T18 - Una zuffa tra due diavoli (Inferno)

T18

Una zuffa tra due diavoli

Inferno, XXII, 133-151

Ci troviamo nella quinta bolgia dell’ottavo cerchio (fraudolenti), nella quale sono puniti, immersi nella pece, i barattieri, cioè coloro che si sono macchiati della frode propria di chi ricopre una carica pubblica.

Nel passo che presentiamo assistiamo alla zuffa tra due diavoli: Calcabrina si avventa su Alichino, colpevole di essersi lasciato sfuggire un dannato da tormentare (Ciampolo di Navarra); i due finiscono con il cadere nella pece, rimanendone cotti e appiccicati. Il loro capo, Barbariccia, dovrà mandare altri quattro diavoli in loro aiuto. Si tratta di una situazione comica, per la quale l’autore utilizza un linguaggio basso, plebeo e dalla sonorità aspra.

Irato Calcabrina de la buffa,

volando dietro li tenne, invaghito

135 che quei campasse per aver la zuffa;


e come ’l barattier fu disparito,

così volse li artigli al suo compagno,

138 e fu con lui sopra ’l fosso ghermito.

Ma l’altro fu bene sparvier grifagno

ad artigliar ben lui, e amendue

141 cadder nel mezzo del bogliente stagno.

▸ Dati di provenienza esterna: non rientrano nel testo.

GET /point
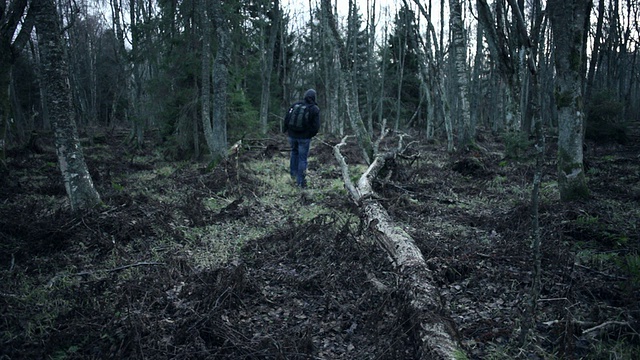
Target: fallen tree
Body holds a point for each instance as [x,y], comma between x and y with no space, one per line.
[434,332]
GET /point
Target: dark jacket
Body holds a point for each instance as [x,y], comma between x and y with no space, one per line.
[313,124]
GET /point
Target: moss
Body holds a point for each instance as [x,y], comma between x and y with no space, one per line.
[563,99]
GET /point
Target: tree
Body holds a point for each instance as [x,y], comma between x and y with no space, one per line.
[217,138]
[459,52]
[347,84]
[267,59]
[567,25]
[77,180]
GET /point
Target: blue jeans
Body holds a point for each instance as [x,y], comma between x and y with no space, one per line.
[298,161]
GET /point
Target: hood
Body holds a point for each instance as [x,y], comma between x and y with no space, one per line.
[310,96]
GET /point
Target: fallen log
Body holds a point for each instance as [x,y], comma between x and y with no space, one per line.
[435,334]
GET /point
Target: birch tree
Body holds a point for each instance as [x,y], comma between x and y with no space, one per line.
[77,180]
[16,22]
[567,25]
[217,139]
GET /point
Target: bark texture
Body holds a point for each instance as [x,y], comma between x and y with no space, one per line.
[218,143]
[77,180]
[567,24]
[434,333]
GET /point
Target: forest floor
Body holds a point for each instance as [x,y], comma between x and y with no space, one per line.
[234,262]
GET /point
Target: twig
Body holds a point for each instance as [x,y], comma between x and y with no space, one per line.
[615,277]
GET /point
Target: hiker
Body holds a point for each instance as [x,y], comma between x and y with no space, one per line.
[301,124]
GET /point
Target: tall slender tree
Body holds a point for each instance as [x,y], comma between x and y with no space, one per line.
[567,24]
[459,57]
[77,179]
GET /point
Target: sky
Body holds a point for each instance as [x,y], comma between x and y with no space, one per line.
[385,10]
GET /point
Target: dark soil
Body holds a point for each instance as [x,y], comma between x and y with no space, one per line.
[119,281]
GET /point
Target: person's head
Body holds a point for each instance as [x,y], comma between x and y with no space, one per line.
[310,96]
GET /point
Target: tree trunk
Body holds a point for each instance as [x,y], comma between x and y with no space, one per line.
[205,96]
[433,332]
[567,24]
[459,51]
[77,180]
[350,93]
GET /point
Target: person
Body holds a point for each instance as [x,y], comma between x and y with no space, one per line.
[300,138]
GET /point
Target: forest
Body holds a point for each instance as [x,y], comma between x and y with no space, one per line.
[473,192]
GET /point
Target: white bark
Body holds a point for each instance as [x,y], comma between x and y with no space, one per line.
[434,334]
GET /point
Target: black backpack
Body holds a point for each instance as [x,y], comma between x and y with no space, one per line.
[298,117]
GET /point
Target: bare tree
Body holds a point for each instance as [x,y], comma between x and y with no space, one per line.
[347,85]
[459,52]
[567,24]
[217,141]
[77,180]
[16,23]
[267,63]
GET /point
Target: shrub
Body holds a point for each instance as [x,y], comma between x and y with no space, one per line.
[604,124]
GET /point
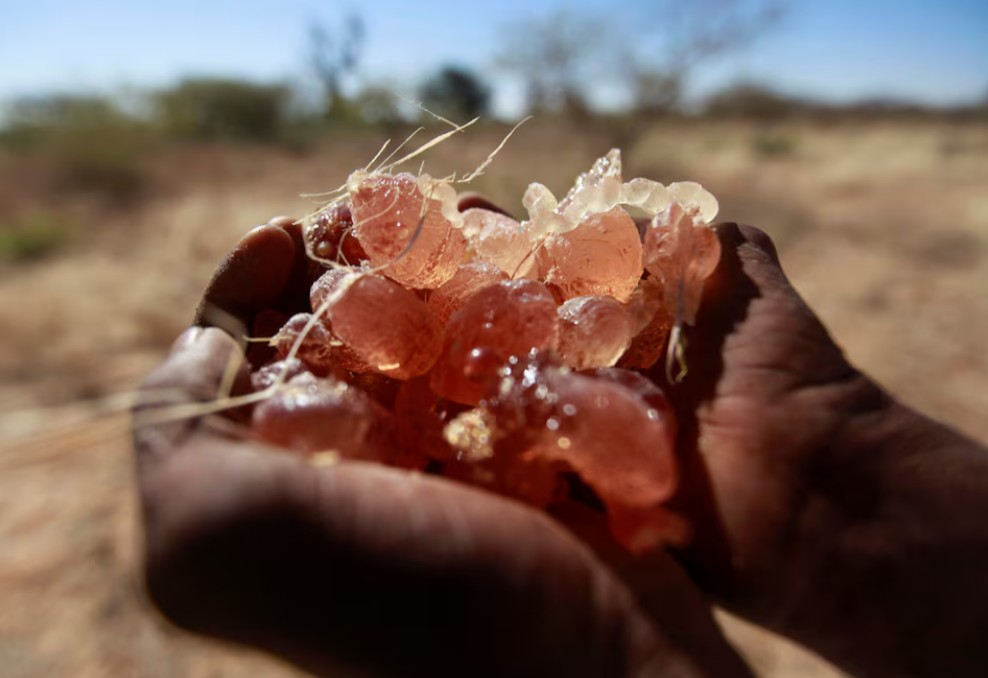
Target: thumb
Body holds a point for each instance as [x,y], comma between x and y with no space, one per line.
[205,367]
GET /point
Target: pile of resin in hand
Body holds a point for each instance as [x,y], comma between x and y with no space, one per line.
[504,354]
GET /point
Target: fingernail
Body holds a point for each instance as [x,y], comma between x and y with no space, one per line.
[186,339]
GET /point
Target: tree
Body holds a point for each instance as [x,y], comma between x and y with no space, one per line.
[456,93]
[334,56]
[556,55]
[688,35]
[207,108]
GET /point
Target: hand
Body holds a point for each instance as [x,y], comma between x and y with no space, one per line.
[360,567]
[823,508]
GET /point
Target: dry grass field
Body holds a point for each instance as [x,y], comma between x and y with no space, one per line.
[882,226]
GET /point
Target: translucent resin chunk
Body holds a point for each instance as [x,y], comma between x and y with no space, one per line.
[602,256]
[387,326]
[594,331]
[498,322]
[402,232]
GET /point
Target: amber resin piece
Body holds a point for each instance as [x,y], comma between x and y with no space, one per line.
[500,321]
[501,240]
[422,415]
[387,326]
[329,236]
[317,348]
[403,232]
[594,331]
[469,279]
[682,251]
[602,256]
[613,428]
[648,312]
[279,371]
[311,416]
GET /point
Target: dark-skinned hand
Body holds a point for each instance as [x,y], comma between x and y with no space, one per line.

Lo caldo sghermitor sùbito fue;

ma però di levarsi era neente,

144 sì avieno inviscate l’ali sue.

Barbariccia, con li altri suoi dolente,

quattro ne fé volar da l’altra costa

147 con tutt’i raffi, e assai prestamente


di qua, di là discesero a la posta;

porser li uncini verso li ’mpaniati,

150 ch’eran già cotti dentro da la crosta;


e noi lasciammo lor così ’mpacciati.

 >> pagina 349 

T19

L’incontro con Casella

Purgatorio, II, 76-90; 106-117

Il brano presenta l’incontro tra Dante e un amico di gioventù, il musico Casella, sulla spiaggia dell’Antipurgatorio. Il poeta vi è arrivato da poco insieme a Virgilio; davanti a loro si distende l’immenso mare, è il primo mattino e l’azzurro del cielo cede a poco a poco al sole che sorge. Ecco giungere, dall’orizzonte, una piccola imbarcazione, sospinta dalle ali di un angelo. Ne discende una folla di anime di penitenti destinate al Purgatorio, che appaiono inesperte dei luoghi, timide, smarrite.

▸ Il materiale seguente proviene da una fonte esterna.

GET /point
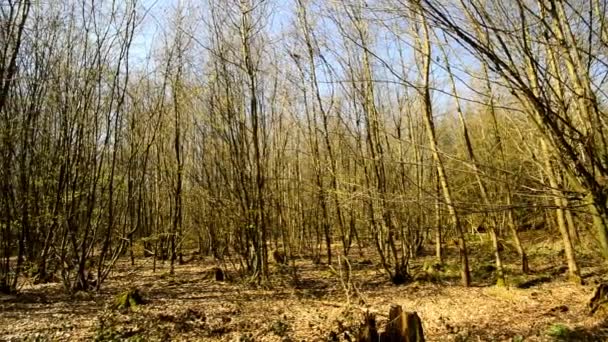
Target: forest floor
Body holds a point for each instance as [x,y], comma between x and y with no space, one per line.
[192,306]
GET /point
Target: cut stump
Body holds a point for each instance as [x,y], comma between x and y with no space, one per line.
[401,327]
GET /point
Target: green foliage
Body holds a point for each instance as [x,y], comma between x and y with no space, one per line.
[559,331]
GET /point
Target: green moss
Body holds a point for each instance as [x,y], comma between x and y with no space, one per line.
[128,300]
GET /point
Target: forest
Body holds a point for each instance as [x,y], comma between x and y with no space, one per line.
[288,170]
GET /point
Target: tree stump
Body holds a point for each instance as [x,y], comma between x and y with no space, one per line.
[218,274]
[279,257]
[401,327]
[599,299]
[128,300]
[368,332]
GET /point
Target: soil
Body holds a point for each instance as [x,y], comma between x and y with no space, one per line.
[317,306]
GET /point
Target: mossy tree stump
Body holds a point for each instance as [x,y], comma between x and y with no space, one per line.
[128,300]
[599,300]
[401,327]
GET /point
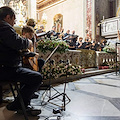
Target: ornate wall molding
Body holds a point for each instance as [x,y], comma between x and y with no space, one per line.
[44,4]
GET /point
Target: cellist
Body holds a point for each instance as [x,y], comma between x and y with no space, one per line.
[33,62]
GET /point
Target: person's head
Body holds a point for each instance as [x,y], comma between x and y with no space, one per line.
[73,32]
[8,15]
[54,28]
[41,27]
[68,32]
[28,32]
[31,22]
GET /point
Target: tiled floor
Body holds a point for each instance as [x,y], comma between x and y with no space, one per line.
[92,98]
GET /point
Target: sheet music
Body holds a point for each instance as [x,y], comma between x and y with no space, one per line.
[51,53]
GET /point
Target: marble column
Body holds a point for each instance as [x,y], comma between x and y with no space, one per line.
[93,19]
[32,9]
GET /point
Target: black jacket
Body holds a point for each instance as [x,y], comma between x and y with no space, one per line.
[10,45]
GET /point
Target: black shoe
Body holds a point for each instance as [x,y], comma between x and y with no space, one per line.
[30,111]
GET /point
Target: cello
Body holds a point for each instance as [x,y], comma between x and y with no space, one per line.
[30,58]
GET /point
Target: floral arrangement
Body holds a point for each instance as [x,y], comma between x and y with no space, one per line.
[109,49]
[51,70]
[50,44]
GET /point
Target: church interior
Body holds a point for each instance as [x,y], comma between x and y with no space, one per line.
[80,43]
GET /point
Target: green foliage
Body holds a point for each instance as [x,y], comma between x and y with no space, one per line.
[45,45]
[109,49]
[59,70]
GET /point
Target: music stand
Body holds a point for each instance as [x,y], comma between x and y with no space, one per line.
[57,94]
[49,86]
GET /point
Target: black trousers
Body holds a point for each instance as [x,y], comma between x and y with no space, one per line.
[29,79]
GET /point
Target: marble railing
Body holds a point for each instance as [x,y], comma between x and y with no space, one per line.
[102,57]
[84,58]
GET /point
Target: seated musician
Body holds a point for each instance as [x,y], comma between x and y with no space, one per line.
[28,32]
[10,62]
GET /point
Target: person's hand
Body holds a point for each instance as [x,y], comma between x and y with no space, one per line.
[30,44]
[36,55]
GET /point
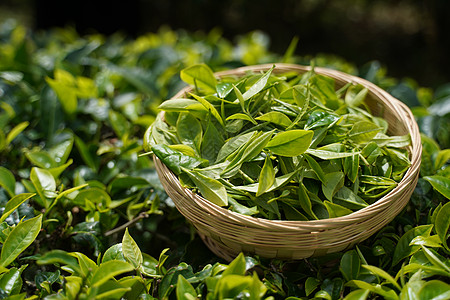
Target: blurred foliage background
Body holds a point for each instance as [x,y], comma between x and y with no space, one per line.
[409,36]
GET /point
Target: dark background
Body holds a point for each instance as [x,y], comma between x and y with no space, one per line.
[410,37]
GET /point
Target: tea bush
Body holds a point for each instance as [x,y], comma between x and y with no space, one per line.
[85,217]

Dante e Virgilio si avvicinano al gruppo di anime, dal quale se ne stacca una per accorrere verso il poeta e abbracciarlo. È l’anima di Casella, legato a Dante da affettuosa amicizia. Il poeta ricorda come egli fosse capace, con le sue melodie, di placare il suo animo quando era in preda a una passione o a un turbamento.

Il dolce mattino di primavera, la serenità del cielo, la placida distesa del mare, la mitezza dell’aria: tutto invita alla tenerezza e alla nostalgia. Dante prega così l’amico di intonare un canto, come tante volte aveva fatto da vivo. E Casella lo accontenta. Dopo la bestialità che caratterizza i comportamenti infernali (dei diavoli e dei dannati) assistiamo qui a un recupero dell’umanità e della dignità che le è propria.

Il tono del brano contribuisce a restituire il senso di una situazione di calma e di pacatezza; e le scelte stilistiche (sia lessicali sia sintattiche) vanno tutte nella direzione di una composta dolcezza.

Io vidi una di lor trarresi avante

per abbracciarmi, con sì grande affetto,

78    che mosse me a far lo somigliante.

Ohi ombre vane, fuor che ne l’aspetto!

tre volte dietro a lei le mani avvinsi,

81    e tante mi tornai con esse al petto.

Di maraviglia, credo, mi dipinsi;

per che l’ombra sorrise e si ritrasse,

84    e io, seguendo lei, oltre mi pinsi.

Soavemente disse ch’io posasse;

allor conobbi chi era, e pregai

87    che, per parlarmi, un poco s’arrestasse.

Rispuosemi: «Così com’ io t’amai

nel mortal corpo, così t’amo sciolta:

90    però m’arresto». […]

E io: «Se nuova legge non ti toglie

memoria o uso a l’amoroso canto

108 che mi solea quetar tutte mie doglie,


di ciò ti piaccia consolare alquanto

l’anima mia, che, con la sua persona

111 venendo qui, è affannata tanto!».

«Amor che ne la mente mi ragiona»

cominciò elli allor sì dolcemente,

114 che la dolcezza ancor dentro mi suona.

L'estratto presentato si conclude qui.